Esta vez se equivocó de presa y se distrajo conmigo. El tipo enfiló hacia la puerta despacio mientras yo trataba de encontrar explicaciones. No importaba que él fuera un perfecto desconocido ni que estuviera patinando en el tercer piso de la escuela en una hora en que no había nadie. La hermana estaba excitada y a punto de ponerse fuera de sí por mi presencia en el tercer piso.

—Vine a buscar el dinero para el almuerzo que me había dejado olvidado.
—¿La señorita Francis le dio permiso?
No le respondí. Las palabras no vinieron en mi rescate pero el ladrón me salvó.
—Y para darle una limosna al Corazón de Jesús —le explicó a la hermana.
—¿Y quién es usted, señor? —dijo ella súbitamente interesada en aquella aparición traída de los pelos.

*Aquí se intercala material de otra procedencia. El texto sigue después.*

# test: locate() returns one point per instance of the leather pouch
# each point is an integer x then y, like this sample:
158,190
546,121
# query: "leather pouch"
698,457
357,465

El morocho se había parado muy cerca de la puerta y su sonrisa era tan grande que le ocultaba la cara.
—Soy hermano de la alumna Nathalie Andersen.
—¿Nathalie Andersen? —con las arrugas del ceño en conferencia y los ojos entrecerrados, la hermana repitió el nombre sin que le dijera mucho.
—Una alumna de primer año, hermana. Motudita, con la nariz larga y los ojos grandes. Flaquita y muy reservada —dijo él con voz monocorde— que sea tan reservada nos inquieta; a la familia me refiero. Hoy se descompuso y nos llamaron. Yo subí a buscar esto que se había dejado en la clase —y mostró parcialmente la cartera beige. Ofreció su explicación con calma, mirándola a la hermana sin pestañear.
—Bien, pero le diría que la espere en la oficina del primer piso. No queremos que los familiares se paseen por la escuela. No es bueno para la disciplina de las chicas.
—Ciertamente —coincidió nuestro ladrón. Obediente, patinó su fuga hacia la puerta. A mí de nuevo me ardía la frente, los cachetes, las manos, las orejas. Quería devolverle el dinero y no sabía cómo hacerlo con los ojos rabiosos de la hermana prendidos a mi nuca.

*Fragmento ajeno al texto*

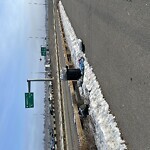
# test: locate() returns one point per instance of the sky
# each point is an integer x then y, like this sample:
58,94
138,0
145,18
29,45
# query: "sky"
20,128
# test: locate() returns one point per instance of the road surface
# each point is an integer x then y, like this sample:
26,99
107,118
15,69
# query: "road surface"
116,35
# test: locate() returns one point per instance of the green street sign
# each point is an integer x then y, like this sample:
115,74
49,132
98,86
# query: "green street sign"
29,100
43,51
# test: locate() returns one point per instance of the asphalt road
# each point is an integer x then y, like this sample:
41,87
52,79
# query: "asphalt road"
71,131
116,35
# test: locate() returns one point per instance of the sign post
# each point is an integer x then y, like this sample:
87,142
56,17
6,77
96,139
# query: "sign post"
43,51
29,100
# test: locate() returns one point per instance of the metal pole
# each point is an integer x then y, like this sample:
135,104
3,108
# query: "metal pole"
29,86
46,79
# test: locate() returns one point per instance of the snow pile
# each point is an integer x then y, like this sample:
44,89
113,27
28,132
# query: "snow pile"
107,135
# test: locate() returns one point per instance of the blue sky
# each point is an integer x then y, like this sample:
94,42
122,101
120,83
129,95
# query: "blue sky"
20,128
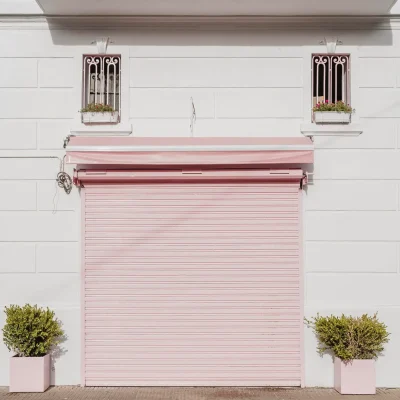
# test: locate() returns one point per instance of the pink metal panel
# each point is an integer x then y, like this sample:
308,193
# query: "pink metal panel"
192,283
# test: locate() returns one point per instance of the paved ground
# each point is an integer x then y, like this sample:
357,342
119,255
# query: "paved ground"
72,393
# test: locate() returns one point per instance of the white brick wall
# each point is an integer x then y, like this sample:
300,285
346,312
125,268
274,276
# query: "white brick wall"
216,72
352,256
18,72
56,72
17,134
244,83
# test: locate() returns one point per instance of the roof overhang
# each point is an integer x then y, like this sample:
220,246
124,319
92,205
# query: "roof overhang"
216,7
210,152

Estoy convencido que la hermana desconfió. Se plantó en la puerta del salón 312, enderezando los carteles en la pizarra de anuncios y ordenando los tulipanes de cartulina amarilla y rosa con nombres de alumnas que pegaría en la pared. Se quedó controlándonos con el rabillo del ojo.

—Esto es mucho, le dije al tipo intentando hablar bajo para evitar la oreja de la hermana ya que no podía esquivar sus ojos.

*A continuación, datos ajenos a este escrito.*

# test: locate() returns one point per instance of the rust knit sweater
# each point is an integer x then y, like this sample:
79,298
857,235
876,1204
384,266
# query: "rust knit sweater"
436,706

Se dio vuelta, giró para mirarme por una última vez con esa prestancia única de los patinadores, la sonrisa pequeña y menos falsa, la voz honda e inaudible para quien estuviera a más de diez pasos.

—Es lo que dije antes: juegas a la lotería, te compras un almuerzo y si quieres le haces un regalo a Jesús, siempre por alguna cosa a cambio. Si no te la concede, le retiras la donación. Sin remordimientos, le sacas los billetes, viejo. Esto me lo enseñó mi abuela, que a su vez se lo habían enseñado los italianos mafiosos que organizan la feria de San Gennaro. ¿El santo no cumple? Se acabó, le sacan las limosnas. ¿Qué pedirías?

Iba a contestarle, no me dio tiempo, se encogió de hombros, después de todo qué podía importarle, sonrió una vez más y abandonó el corredor. Las puertas se agitaron detrás de él como suspirando por su desaparición.